Lifelogging monitor: search everything you've ever said or seen so you never forget anything. It could help you find "that guy I talked with at the ML conference last November about a wearable idea" or "the taco truck I saw in Denver last month."
We can search our texts and emails to remind ourselves of previous conversations, but the things we say and see are lost forever. Not anymore! Monologgr keeps track of everything you experience and makes it easily searchable.
"What company did that guy from board game night say he worked at?" "Who did I meet at that AI hackathon last month that was working on lifelogging?" "Where is the pet shop where I saw that really cute corgi yesterday?" "How many times have I eaten ice cream since I started my diet in January?"
It will take photos of what you see using a Memento Clip lifelogging camera and record everything you hear using Glass or an Apple Airpod, then analyzes it using off-the-shelf machine learning API's for speech recognition and image recognition. Also could use location tracking (using Moves) and other lifelogging data sources (life fitbit for heart rate) or maybe I can press as button on my smartwatch to save a moment in time as important so I'll remember to review later.
Most of these data sources are already built, most of the hard ML work has already been done. The hardware mostly exists although it's currently pretty rough.

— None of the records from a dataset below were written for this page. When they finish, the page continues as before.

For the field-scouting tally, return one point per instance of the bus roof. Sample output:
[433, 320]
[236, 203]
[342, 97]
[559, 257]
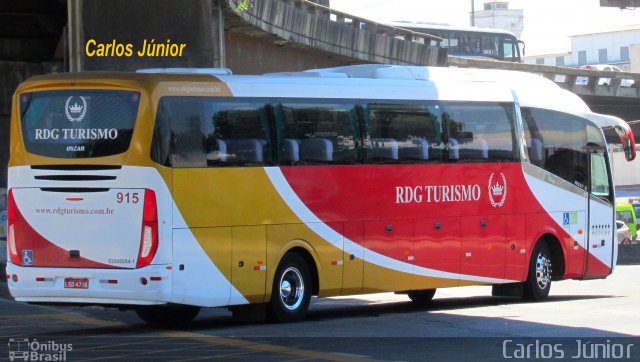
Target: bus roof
[372, 81]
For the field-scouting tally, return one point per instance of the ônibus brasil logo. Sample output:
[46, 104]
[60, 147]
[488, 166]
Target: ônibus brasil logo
[23, 349]
[75, 112]
[497, 190]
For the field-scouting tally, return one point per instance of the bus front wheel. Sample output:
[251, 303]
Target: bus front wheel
[538, 282]
[291, 292]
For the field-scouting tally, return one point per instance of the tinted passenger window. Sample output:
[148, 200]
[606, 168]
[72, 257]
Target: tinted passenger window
[201, 132]
[480, 132]
[401, 133]
[556, 142]
[317, 133]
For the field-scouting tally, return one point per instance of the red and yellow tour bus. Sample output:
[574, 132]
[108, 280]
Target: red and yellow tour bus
[169, 190]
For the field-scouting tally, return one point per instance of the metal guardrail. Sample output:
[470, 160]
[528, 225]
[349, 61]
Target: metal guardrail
[303, 23]
[580, 81]
[364, 24]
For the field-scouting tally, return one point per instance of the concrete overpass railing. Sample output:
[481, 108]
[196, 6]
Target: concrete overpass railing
[301, 22]
[583, 82]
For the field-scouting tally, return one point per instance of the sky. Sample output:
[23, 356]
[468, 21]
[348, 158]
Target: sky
[547, 23]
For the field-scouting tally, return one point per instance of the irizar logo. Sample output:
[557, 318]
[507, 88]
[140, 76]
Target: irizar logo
[75, 112]
[497, 190]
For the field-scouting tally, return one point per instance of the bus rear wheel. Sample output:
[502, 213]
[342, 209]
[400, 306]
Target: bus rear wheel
[168, 315]
[421, 297]
[538, 282]
[291, 292]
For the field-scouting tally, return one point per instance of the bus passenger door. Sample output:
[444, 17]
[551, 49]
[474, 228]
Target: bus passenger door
[600, 245]
[353, 258]
[249, 261]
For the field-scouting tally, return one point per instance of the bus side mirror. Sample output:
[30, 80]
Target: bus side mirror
[628, 142]
[522, 46]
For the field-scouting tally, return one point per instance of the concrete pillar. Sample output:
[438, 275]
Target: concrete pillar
[197, 24]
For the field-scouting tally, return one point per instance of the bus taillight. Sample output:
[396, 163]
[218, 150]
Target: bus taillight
[149, 234]
[11, 233]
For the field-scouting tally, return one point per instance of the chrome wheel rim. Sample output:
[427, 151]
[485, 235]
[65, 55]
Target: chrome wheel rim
[291, 288]
[543, 271]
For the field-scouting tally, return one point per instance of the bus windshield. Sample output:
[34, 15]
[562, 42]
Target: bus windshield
[473, 42]
[79, 123]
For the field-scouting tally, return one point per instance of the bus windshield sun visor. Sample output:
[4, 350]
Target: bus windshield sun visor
[78, 123]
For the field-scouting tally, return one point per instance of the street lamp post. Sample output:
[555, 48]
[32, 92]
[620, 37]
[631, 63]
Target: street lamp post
[473, 14]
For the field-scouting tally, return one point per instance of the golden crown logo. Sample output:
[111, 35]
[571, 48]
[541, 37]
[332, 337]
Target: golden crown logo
[76, 108]
[75, 112]
[497, 191]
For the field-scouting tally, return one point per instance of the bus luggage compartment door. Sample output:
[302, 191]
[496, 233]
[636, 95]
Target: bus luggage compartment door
[76, 228]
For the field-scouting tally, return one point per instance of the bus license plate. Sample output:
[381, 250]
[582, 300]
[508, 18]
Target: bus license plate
[76, 283]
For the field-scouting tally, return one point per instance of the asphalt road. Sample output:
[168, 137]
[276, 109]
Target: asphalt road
[462, 324]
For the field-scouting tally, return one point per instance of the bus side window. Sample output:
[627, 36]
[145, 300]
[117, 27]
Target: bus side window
[558, 139]
[186, 142]
[480, 133]
[316, 132]
[238, 133]
[401, 133]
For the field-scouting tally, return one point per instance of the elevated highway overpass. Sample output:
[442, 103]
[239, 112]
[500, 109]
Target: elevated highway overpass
[269, 36]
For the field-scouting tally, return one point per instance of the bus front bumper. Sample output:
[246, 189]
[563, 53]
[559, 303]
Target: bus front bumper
[146, 286]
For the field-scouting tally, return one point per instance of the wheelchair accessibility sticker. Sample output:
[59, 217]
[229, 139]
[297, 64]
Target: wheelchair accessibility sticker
[27, 257]
[569, 218]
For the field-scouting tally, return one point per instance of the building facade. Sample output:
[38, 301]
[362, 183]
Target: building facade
[614, 46]
[497, 15]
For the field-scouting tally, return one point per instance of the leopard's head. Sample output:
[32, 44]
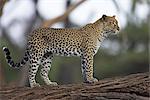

Basically someone needs to tie everything together and make it simple to search, easy to use, and clearly useful.
My prototype this weekend will use google glass or an apple airpod for audio recording and a memento clip lifelogging camera, but these are clearly just for prototyping, not long term. I just got back from a trip to Shenzhen where I met a couple hardware companies who make knockoff Memento Clip camera which are willing to customize it to have the necessary functionality.